Claudio (36), musician
"I have a 10-year-old daughter and in my eyes it’s important that there are no more back alley abortions. The state has no business deciding whether a woman chooses to have a child or not. That’s what I teach my daughter: that she has the right to choose and that society can’t judge her or meddle in her decision."
Daniela (43), CONICET scholarship recipient in arts and culture
"This matter is about women putting the rights that we want on the table. It’s an issue that isn’t just from one area—it’s been discussed a lot and many experts have weighed in."
Emilse (16), administrative assistant
"I want women to have the right to an abortion when they want it and need it. I’d also like the church and state to be separated, both for this kind of decision and in general."
Andrea (47), P.E. teacher
"I believe that we don’t all have the same opportunities and we have to fight for the ones we have. I’m so overwhelmed to see young people and teens fighting for their rights."
Florencia (21), law student
"I believe that having gotten this far is important, having attended protests, having attended meetings, having kept up with the debate—it makes us stronger."
Juan (31), journalist and Ariel (31), journalist
"It’s important for this law to be passed because we believe that women have the right to make decisions about their bodies. It’s an expansion of rights, and we have to suppress clandestine abortion—it shouldn’t occur here or anywhere else in the world."
Leticia (41), writer
"I’m waiting for the law to pass; there’s nothing more I could expect of this day."
Micalela (18) and Lola (18), students
"The senators have to think about the people, about women, about trans people, about people who can gestate generally, and that’s why they have to put themselves in our shoes and understand that this [issue] is going to keep on [going]. Underground abortions aren’t going to end."
Lucas (19) and Francisco (18), students
"This law is a democratic debt."
Bianca (15) and Margarita (16), students
"It’s a question of public health, of having equality before the law. We’ll stay here until they vote. Until the end."
P ablo (42), hairdresser and Lupe (37), designer
"It’s important for this law to pass so that women can freely make decisions about their own bodies. I hope this makes us stronger. We need to put more pressure on the state."
Julia (35), teacher and Andrea (34), administrative assistant
"We came from Santa Fé and we’re in it for the long haul. We’re not leaving until this becomes law."

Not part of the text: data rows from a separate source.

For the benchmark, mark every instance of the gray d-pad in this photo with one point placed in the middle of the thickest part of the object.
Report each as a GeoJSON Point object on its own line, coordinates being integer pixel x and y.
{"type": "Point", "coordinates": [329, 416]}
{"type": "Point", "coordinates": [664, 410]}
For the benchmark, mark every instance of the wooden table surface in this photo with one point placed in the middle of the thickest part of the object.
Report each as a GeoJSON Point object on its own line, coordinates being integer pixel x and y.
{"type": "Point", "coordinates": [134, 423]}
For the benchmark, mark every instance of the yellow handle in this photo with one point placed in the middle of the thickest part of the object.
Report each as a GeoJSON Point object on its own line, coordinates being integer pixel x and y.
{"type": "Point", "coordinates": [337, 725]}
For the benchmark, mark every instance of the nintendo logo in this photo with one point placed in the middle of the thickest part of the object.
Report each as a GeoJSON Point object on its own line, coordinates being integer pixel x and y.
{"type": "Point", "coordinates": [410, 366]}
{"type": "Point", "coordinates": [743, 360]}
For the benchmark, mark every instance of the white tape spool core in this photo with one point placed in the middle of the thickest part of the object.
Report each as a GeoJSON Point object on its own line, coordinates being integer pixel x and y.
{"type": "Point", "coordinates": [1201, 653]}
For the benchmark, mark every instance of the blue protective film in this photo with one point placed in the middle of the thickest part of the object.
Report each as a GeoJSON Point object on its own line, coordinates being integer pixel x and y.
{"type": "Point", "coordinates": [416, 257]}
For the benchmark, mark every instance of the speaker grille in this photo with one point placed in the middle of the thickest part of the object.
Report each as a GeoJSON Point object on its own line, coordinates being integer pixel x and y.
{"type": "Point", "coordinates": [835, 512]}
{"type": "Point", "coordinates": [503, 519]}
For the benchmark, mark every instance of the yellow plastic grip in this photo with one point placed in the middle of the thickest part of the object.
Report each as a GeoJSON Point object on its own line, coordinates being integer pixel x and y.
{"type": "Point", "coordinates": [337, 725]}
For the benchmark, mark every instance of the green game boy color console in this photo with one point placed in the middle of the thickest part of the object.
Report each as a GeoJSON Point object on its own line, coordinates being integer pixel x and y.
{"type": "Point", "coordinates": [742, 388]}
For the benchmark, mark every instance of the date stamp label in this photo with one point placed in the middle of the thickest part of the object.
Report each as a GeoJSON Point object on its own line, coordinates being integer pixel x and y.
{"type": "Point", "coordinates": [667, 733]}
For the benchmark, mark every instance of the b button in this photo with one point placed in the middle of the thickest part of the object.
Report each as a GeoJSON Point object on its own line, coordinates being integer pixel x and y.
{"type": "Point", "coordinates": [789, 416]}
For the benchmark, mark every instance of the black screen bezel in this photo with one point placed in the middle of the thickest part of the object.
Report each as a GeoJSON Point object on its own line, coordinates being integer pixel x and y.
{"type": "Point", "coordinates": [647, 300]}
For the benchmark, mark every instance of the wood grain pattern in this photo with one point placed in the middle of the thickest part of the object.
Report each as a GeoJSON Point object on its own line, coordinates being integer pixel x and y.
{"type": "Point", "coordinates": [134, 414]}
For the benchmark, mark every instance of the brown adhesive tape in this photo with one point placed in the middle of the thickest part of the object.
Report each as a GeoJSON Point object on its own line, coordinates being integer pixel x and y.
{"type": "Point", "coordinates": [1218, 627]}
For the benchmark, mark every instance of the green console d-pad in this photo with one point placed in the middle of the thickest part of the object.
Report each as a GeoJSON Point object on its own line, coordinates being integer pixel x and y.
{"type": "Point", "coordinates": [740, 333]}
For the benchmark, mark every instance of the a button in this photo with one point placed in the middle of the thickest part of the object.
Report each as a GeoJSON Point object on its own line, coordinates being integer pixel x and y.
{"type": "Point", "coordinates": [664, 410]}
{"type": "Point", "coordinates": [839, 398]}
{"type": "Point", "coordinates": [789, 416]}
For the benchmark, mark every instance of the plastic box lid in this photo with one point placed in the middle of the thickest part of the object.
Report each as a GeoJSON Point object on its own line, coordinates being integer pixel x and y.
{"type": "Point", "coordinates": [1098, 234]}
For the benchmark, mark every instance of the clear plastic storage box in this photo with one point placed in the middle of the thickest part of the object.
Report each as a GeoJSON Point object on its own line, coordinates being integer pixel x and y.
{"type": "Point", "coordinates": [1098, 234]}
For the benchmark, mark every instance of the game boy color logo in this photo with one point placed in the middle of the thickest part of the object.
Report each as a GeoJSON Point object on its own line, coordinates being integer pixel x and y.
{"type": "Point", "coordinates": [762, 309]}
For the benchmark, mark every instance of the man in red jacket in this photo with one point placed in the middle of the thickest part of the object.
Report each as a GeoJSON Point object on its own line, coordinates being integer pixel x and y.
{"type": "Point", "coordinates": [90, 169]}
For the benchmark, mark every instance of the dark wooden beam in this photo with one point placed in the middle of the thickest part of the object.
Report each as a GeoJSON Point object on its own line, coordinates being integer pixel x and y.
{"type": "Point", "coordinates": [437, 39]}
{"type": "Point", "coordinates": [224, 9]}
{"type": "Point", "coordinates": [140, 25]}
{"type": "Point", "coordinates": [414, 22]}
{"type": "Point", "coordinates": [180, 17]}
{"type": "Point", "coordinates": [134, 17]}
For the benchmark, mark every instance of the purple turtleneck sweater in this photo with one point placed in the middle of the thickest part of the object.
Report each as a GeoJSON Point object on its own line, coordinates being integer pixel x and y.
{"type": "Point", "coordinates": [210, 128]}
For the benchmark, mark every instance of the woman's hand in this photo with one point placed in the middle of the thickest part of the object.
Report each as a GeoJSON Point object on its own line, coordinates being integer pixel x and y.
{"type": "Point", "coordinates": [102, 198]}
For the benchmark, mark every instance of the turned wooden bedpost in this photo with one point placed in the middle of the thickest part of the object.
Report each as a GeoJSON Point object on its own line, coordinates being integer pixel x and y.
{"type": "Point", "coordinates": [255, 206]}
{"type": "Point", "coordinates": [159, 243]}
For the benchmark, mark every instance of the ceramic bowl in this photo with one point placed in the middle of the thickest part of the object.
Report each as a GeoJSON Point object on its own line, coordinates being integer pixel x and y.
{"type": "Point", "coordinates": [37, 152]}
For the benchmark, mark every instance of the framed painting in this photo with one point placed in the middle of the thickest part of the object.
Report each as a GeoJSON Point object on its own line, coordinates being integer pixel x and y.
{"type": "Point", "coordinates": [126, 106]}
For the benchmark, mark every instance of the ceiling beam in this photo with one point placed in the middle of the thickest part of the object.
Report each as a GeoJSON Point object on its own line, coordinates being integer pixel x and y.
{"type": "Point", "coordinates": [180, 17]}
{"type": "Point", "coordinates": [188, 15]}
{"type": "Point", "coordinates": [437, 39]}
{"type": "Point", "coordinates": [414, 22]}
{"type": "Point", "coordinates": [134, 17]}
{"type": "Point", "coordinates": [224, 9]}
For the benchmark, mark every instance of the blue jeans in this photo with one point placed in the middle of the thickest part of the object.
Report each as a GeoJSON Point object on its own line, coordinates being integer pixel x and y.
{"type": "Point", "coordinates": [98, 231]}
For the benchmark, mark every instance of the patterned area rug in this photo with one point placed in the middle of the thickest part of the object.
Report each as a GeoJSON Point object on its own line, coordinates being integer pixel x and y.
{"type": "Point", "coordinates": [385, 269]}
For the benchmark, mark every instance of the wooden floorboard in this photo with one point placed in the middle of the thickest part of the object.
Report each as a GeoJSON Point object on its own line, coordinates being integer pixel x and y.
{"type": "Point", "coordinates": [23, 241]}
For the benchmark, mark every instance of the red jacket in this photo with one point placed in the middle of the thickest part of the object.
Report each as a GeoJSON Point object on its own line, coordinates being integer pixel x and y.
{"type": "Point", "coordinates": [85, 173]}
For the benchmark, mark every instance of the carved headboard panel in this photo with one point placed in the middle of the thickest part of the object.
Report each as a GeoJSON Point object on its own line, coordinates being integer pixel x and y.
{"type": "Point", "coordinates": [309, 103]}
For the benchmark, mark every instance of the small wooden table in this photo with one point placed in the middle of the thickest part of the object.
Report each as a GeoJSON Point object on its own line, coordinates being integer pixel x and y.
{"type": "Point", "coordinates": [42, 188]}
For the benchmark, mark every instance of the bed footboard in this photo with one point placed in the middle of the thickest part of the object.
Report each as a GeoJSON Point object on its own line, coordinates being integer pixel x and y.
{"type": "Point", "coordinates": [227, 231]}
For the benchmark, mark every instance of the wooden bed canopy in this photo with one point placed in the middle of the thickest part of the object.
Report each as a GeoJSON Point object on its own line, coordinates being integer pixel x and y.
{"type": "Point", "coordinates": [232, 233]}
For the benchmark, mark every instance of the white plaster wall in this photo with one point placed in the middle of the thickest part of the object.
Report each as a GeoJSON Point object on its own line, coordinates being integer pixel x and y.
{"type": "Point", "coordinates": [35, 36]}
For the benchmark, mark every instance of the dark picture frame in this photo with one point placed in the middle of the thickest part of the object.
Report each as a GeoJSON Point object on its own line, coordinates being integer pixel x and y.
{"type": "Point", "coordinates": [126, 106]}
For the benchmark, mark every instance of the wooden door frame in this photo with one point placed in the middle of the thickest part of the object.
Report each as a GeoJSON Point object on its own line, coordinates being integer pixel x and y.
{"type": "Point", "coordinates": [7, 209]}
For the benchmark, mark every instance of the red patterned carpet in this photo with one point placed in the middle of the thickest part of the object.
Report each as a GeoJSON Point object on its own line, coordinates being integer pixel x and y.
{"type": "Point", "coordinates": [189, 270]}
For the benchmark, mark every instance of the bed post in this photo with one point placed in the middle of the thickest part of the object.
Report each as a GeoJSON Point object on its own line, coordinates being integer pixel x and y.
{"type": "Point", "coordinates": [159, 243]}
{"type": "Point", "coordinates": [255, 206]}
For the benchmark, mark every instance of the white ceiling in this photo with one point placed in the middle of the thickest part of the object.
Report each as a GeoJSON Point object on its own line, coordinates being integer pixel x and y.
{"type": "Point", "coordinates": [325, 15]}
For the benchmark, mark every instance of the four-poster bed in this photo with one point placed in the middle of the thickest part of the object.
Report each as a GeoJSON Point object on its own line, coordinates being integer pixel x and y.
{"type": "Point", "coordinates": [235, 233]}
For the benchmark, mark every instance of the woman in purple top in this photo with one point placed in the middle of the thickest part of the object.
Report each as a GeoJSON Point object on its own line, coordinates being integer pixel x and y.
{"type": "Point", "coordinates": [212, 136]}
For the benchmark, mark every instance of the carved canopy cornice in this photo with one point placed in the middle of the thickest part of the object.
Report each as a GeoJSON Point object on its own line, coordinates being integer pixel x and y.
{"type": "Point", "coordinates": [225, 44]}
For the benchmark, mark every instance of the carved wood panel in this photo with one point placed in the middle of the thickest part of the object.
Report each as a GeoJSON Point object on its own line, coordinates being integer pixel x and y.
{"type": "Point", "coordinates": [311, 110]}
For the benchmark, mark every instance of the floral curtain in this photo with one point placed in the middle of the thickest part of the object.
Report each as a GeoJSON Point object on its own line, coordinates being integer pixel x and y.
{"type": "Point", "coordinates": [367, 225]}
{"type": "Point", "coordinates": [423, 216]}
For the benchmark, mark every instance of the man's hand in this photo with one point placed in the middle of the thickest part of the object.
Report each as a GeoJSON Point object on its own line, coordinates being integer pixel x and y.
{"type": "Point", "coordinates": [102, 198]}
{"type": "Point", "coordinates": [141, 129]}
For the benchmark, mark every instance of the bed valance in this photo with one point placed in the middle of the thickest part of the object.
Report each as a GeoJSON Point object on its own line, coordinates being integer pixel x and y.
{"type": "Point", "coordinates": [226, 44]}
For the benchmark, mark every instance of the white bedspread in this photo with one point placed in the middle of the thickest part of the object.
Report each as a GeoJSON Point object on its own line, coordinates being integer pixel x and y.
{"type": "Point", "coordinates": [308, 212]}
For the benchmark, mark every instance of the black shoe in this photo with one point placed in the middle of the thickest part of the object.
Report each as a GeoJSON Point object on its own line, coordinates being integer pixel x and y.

Luis (29), administrative assistant
"I support this law just like I did with marriage equality and others that represent our rights and the rights of others."
Natalie (33), actress
"This law is necessary and you can see it in the streets, in the months that we’ve waited to be acknowledged and represented."
Sandra (38), economist
"I came here with my daughters. We came with joy, in a spirit of celebration, and with a lot of love to share with others. We’re here to support a project that could change their lives."